Snack Shack Parent Guide
Too raunchy for teens and too stupid for adults, this is a film without an audience.
Parent Movie Review
It’s another wide-open American summer in Nebraska City, 1991, and 14-year-old best friends A.J. (Conor Sherry) and Moose (Gabriel LaBelle) have big plans. They’ve been homebrewing beer in Moose’s basement, and they figure they can make enough money selling it to other underage drinkers to have a completely insane summer break. When Moose’s dad rumbles the operation, though, the boys are on thin ice and under strict instructions to get a real job.
Thinking outside the box, the boys clear out A.J.’s savings account and put in a bid with the city to run the Snack Shack at the local pool. They get off to a profitable start before their friendship gets a little rocky. New lifeguard, Brooke (Mika Abdalla), has turned both their empty little heads, and with tensions already high over the distribution of labor in the Shack, Moose and A.J. need to sort out their friendship, their priorities, and their plans for the summer.

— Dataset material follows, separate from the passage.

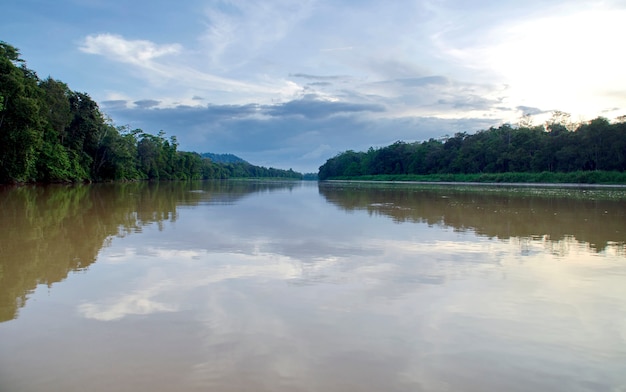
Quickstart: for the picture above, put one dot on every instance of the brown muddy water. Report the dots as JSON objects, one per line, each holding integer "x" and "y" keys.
{"x": 290, "y": 286}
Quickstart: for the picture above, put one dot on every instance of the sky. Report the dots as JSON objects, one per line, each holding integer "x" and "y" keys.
{"x": 290, "y": 84}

Not to pick on the little things, but this movie doesn’t work. Neither of the lead actors or indeed, their characters, look or act fourteen years old (which would matter less if other characters didn’t constantly mention their age). Were the boys sixteen, the story might be believable; at fourteen, no suspension of disbelief is big enough for viewers to swallow what the script offers.
An even bigger issue is that our heroes are supremely irritating. The characters are long on flaws and short on endearing traits, and over the film’s slow runtime, I started resenting them. I must point out that this problem isn’t entirely implausible – I mean, when was the last time you spent two straight hours with a fourteen-year-old without getting annoyed? I’m being facetious, but the movie is almost as stupid as you remember your own adolescence to be. If you enjoyed being a teenager more than I did, maybe this film will just feel like golden-hued nostalgia.

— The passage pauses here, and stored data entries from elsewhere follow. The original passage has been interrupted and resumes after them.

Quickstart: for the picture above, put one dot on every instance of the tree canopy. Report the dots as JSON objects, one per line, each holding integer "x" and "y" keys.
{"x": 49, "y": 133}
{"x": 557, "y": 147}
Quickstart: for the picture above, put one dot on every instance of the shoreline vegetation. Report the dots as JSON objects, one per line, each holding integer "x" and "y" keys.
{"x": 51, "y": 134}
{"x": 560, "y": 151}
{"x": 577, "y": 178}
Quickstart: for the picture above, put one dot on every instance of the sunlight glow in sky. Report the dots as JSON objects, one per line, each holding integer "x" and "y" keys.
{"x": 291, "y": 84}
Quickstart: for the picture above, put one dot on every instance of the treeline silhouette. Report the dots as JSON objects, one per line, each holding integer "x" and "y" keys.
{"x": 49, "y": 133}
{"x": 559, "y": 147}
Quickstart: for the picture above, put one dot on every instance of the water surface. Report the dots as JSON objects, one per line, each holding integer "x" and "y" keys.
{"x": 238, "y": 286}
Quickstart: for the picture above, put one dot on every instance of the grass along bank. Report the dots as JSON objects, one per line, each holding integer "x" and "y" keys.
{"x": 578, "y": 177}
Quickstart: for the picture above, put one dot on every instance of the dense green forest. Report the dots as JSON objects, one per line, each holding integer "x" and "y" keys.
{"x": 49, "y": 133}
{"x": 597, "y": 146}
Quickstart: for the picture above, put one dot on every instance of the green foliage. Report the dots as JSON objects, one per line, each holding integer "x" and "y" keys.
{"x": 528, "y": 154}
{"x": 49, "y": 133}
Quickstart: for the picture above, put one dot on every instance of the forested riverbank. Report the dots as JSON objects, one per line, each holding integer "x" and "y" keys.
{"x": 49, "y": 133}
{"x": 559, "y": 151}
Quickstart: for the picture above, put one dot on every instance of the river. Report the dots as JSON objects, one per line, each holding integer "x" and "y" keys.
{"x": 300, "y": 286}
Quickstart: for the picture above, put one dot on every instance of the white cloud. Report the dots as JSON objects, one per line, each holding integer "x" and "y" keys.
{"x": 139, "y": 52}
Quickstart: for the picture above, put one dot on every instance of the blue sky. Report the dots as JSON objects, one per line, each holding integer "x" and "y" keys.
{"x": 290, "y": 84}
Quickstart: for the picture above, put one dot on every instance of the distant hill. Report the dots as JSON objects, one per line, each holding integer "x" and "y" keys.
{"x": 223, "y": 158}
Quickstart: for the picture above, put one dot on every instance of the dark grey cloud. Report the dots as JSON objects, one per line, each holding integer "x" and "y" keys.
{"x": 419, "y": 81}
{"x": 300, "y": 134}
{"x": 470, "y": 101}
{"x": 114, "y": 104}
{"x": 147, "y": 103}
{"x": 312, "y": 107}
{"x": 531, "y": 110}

Leaving the teenagers alone for a minute, Snack Shack doesn’t score a home run for adult audiences. It’s tragically familiar, deviating not one inch from the formula you’d expect, which might be tolerable if the film managed to be funny at regular intervals, but I don’t think I cracked a smile between trailers and final credits. That’s a rough sell for a movie that already asks you to put up with nearly constant teen substance use and endless amounts of profanity (including over two hundred sexual expletives). The only thing that might make you think is wondering how the screenwriters managed to fit all the profanity in between the non-stop hormone-fuelled lust-a-thon going on over the new lifeguard.
Too raunchy for teenagers, too stupid for adults, and just generally directionless – I can’t find a reason to recommend this film to anyone. Frankly, I barely found a reason to stay awake beyond watching the profanity count bloom into the triple digits. Oh, and because I get paid to stick around in mediocre and monotonous films. Unless you’ve also found a sponsor, I recommend just taking a miss on the empty calories that fill Snack Shack.

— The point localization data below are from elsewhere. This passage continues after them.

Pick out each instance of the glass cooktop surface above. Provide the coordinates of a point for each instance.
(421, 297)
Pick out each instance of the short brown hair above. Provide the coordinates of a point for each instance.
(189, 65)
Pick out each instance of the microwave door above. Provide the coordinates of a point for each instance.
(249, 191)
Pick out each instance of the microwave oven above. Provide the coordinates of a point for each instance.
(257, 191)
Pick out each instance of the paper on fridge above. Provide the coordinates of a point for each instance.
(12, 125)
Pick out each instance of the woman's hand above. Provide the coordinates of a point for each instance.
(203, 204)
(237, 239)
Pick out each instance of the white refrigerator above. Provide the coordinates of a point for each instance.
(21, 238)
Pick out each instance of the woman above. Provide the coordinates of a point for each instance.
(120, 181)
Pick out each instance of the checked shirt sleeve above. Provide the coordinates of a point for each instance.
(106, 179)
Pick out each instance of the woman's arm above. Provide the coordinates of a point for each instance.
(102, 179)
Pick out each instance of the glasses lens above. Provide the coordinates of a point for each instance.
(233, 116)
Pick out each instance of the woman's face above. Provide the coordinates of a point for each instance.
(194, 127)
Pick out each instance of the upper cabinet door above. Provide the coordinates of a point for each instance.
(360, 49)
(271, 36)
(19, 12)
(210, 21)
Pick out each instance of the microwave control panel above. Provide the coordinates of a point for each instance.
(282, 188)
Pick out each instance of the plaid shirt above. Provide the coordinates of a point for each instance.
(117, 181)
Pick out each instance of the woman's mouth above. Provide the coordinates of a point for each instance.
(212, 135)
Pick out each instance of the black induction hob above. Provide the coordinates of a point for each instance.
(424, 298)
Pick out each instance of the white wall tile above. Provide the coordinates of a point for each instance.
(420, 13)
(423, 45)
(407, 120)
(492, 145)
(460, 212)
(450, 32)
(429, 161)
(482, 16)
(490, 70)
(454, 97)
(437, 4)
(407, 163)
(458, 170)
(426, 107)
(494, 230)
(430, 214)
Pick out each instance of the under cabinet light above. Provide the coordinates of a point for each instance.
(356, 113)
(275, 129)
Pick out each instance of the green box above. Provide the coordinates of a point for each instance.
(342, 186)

Directed by Adam Carter Rehmeier. Starring Conor Sherry, Gabriel LaBelle, Mika Abdalla. Running time: 112 minutes. Theatrical release March 15, 2024. Updated October 29, 2024
Snack Shack
Rating & Content Info
Why is Snack Shack rated R? Snack Shack is rated R by the MPAA for pervasive language, alcohol and drug use, some sexual material and smoking - all involving teens
Violence: Teenagers are seen beating one another up, in one incident leaving characters visibly bloody. A traffic fatality is mentioned.
Sexual Content: Teens frequently have graphic discussions about sexual situations. Teens are seen kissing and groping one another.
Profanity: There are at least 201 sexual expletives, 73 scatological profanities, and frequent uses of mild curses and terms of deity.
Alcohol / Drug Use: Adult and teen characters are seen drinking socially. Teens brew their own alcohol. Teens are also seen smoking cigarettes and marijuana frequently.
Page last updated October 29, 2024
Home Video
Related home video titles:
Less raunchy, more relatable teen coming-of-age films include Eighth Grade, Napoleon Dynamite, Ferris Bueller’s Day Off, The Half of It, Boyhood, Stand by Me, Bend It Like Beckham, Mean Girls, and Are You There, God? It’s Me, Margaret.